The Blue Rock was a favorite watering hole for the after work crowd from the region's rubber factory. The bar was lined with men caught between ardent discussion and a game of "Chicago." Several drained their beers and left, leering back at David as they headed for the door.

"Two Buds," he said, nodding to Willie.

"No, no, none for me. I'll stay pat," Musco said.

They drifted to the end of the bar, near the cash register. David remained standing and Musco climbed onto a stool. Willie joined them after sliding down a tall glass of beer, its foamy head intact. David snatched it off the bar as if they had rehearsed the maneuver.

"So, Dr. Brooks, I hear you're helping the cops on those murders. How's it going?"

David knew that Willie knew he wasn't paying Blue Rock a visit simply to down a few suds. "We're making progress," he answered. "And that's why we're here. Wonder if you could help us?"

"Sure, if I can. Always glad to oblige the law." Willie looked at Musco and mocked, "But I don't know about that millionaire cabby you dragged in with you." Musco, his mouth crammed with peanuts, delivered a scathing salvo with his eyes.

David removed the photos from the envelope and handed them to Willie, along with the picture of the Bugles brothers. "Do you remember seeing any of those six men-either in here or in the area?"

Willie inspected the front and back of each photo separately while David zeroed in on his expression. He learned nothing.

Willie handed them back. "Can't say that I have … no, I'm afraid not. The killer's one of them?"
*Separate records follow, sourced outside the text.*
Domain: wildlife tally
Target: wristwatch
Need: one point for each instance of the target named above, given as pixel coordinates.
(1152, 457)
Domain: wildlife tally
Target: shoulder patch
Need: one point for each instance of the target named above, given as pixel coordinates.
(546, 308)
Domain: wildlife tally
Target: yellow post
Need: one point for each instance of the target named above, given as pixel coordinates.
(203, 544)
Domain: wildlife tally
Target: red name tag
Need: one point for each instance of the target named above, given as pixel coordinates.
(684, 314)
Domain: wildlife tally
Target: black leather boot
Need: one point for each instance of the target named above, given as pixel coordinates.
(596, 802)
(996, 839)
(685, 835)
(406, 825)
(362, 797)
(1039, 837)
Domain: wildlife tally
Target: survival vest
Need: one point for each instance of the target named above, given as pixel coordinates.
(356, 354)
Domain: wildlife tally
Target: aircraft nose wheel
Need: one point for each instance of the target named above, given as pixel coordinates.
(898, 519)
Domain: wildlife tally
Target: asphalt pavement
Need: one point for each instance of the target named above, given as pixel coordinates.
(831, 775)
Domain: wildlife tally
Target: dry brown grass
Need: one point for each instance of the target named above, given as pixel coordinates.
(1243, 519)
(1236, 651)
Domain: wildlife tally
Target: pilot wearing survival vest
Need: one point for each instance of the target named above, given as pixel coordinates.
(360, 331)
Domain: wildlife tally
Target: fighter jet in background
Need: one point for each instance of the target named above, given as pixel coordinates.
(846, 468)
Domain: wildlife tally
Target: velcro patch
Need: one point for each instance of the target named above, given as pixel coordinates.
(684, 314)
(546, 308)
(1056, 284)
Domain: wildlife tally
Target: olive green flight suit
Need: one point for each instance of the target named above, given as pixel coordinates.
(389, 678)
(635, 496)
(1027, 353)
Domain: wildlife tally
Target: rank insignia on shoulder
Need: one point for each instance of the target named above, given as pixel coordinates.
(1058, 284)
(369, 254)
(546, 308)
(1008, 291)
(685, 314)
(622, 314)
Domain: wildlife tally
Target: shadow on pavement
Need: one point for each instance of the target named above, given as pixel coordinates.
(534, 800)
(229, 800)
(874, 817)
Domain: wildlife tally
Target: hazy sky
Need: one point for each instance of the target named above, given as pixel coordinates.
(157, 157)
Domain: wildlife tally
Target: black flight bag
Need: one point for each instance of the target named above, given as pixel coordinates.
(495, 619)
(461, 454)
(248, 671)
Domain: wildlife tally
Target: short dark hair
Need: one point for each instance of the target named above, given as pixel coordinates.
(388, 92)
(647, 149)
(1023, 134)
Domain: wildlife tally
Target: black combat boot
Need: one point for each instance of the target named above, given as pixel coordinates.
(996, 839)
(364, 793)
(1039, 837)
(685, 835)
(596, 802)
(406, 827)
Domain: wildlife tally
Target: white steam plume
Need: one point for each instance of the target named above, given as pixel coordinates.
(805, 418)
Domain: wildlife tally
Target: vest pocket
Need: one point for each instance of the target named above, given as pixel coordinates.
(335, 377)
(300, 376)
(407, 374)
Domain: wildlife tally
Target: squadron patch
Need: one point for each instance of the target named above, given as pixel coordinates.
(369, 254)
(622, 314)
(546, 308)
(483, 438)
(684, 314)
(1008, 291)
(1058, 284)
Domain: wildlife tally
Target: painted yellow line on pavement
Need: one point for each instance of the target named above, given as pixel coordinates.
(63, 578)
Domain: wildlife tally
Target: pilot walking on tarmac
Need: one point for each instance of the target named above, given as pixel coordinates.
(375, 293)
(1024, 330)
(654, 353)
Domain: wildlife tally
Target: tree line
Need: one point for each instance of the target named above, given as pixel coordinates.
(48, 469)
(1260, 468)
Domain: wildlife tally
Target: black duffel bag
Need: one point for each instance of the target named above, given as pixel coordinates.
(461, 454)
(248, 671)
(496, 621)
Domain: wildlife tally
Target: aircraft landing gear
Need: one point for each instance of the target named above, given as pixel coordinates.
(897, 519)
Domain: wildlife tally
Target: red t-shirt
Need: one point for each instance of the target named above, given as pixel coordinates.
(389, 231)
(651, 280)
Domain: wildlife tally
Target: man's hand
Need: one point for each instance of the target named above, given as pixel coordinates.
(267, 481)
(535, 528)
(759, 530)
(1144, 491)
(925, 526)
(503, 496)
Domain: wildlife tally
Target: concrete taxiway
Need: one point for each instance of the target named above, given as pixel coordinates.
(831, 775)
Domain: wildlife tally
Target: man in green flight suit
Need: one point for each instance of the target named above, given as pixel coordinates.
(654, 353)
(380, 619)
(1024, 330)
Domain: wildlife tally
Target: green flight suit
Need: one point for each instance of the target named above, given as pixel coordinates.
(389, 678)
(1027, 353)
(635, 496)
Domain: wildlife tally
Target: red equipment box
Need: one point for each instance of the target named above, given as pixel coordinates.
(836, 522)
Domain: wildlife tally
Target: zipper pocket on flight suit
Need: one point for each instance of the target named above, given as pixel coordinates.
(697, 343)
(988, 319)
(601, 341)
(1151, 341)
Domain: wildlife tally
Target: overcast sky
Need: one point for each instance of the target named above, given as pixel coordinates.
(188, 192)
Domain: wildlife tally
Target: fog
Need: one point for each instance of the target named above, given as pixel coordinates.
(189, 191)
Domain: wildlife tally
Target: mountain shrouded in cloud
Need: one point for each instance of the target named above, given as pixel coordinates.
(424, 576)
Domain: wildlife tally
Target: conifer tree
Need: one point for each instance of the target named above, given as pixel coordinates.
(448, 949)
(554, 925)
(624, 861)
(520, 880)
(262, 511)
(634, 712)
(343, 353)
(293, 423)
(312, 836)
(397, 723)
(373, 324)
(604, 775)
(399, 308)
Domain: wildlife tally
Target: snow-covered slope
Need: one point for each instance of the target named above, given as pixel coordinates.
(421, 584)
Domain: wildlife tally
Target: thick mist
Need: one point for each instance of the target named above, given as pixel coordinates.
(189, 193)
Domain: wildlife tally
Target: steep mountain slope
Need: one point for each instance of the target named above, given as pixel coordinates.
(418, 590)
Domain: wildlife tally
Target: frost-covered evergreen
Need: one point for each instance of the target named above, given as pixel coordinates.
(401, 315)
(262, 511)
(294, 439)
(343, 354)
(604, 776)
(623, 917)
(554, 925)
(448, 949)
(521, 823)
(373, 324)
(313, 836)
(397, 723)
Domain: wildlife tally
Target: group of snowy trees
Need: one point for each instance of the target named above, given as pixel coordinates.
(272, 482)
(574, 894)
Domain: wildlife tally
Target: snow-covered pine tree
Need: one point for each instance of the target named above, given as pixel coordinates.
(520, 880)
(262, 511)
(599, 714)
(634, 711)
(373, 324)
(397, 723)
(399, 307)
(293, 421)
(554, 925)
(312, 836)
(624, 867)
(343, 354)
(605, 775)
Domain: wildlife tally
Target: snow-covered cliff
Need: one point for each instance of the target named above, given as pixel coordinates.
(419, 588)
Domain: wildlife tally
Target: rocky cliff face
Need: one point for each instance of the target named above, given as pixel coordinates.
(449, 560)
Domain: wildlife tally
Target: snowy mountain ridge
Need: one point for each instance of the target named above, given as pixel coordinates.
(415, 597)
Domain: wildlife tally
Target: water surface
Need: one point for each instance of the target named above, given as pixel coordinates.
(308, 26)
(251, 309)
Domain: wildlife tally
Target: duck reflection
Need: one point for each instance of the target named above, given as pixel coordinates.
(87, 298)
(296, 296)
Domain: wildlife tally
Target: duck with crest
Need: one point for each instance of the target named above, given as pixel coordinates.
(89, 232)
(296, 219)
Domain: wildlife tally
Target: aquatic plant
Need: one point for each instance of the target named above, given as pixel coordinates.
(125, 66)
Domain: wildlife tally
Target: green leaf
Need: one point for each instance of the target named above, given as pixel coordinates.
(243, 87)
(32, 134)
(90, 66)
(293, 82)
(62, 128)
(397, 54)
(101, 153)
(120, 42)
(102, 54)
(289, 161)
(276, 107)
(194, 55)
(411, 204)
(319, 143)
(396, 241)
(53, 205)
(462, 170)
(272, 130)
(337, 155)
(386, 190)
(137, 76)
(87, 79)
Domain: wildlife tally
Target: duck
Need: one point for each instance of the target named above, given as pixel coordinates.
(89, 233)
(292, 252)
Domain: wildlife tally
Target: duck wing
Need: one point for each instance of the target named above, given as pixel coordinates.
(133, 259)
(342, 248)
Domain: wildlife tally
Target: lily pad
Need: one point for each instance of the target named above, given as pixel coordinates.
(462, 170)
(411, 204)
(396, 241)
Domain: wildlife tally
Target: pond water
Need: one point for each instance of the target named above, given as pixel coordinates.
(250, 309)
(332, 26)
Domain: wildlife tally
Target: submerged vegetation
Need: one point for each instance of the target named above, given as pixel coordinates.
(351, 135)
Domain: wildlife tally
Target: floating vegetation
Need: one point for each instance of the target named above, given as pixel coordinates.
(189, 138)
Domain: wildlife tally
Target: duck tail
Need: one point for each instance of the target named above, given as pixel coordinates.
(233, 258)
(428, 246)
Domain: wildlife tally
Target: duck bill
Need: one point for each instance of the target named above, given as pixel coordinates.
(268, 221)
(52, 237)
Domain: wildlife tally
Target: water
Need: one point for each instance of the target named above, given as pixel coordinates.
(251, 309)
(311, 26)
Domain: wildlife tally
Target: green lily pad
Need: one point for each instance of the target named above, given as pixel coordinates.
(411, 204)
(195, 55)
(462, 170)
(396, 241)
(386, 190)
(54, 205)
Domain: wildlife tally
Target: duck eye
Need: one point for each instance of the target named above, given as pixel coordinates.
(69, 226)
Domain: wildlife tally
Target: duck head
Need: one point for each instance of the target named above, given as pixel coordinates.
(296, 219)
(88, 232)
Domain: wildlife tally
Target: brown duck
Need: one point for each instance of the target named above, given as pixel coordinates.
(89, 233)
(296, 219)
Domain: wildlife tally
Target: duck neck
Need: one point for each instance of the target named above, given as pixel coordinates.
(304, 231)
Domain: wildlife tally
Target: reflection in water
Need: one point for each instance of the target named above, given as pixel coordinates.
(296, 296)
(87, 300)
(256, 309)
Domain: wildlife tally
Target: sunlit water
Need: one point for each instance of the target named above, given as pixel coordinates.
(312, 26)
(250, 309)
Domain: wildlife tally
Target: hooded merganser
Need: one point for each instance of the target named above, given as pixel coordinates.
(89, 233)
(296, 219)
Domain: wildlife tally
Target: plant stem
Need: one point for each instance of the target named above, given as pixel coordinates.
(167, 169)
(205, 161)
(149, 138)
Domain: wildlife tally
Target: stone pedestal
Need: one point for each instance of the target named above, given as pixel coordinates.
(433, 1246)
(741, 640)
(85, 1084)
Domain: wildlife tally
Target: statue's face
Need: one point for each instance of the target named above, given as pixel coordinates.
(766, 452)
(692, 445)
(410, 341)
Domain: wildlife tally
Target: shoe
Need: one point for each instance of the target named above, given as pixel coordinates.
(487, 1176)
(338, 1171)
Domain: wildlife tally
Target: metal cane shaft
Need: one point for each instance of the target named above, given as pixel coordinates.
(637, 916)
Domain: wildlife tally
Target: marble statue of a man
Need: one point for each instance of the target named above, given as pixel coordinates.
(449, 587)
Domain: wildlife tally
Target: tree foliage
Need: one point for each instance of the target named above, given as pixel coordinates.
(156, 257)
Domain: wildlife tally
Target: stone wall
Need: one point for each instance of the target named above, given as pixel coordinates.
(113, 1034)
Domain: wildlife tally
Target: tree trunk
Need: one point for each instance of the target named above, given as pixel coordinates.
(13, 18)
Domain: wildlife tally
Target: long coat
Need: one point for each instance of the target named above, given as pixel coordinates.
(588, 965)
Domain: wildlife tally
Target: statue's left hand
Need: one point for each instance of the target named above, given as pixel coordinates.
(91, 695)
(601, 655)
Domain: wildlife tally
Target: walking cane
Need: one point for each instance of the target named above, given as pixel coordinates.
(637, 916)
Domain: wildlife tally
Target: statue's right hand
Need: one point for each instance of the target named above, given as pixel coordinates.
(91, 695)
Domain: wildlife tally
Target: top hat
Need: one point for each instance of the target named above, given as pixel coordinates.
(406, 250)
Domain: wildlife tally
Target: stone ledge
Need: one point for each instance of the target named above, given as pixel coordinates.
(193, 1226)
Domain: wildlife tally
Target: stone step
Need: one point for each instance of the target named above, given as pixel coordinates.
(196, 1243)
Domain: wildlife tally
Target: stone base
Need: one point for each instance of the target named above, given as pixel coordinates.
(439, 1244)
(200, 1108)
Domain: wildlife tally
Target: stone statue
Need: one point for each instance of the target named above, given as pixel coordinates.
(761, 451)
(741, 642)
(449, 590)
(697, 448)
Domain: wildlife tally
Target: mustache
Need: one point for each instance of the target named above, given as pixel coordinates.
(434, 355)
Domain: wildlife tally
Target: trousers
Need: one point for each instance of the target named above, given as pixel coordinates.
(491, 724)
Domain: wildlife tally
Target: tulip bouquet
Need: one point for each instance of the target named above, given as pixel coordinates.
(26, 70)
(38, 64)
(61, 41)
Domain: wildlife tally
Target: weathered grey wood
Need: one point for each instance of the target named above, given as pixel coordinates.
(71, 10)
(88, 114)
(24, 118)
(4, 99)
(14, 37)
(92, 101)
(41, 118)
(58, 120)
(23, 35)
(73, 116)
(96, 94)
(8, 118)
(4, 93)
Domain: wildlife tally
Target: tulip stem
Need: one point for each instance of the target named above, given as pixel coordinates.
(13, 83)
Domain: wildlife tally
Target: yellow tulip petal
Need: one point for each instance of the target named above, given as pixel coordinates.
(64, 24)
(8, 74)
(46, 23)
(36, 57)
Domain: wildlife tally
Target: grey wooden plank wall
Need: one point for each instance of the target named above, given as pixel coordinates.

"We don't know yet." It was the response David had anticipated. He exaggerated neatness in returning the photos to the envelope while he thought of his next move. "Well, thanks anyway," he said, his voice as even as Willie's. He turned and gazed about the sparsely occupied tables and then out the front plateglass window, into the darkening and empty tangle of streets. He turned back to Willie.

"Awfully quiet around here," he said. "No yelling, no sirens. What's your best guess? Crime down? Drug dealing down?"

"Neither, but I have no inside information, know what I mean?" He scratched his stubbly chin. "The crime won't pick up for a few days. Second or third of the month. It's like clockwork. That's when the state checks come in.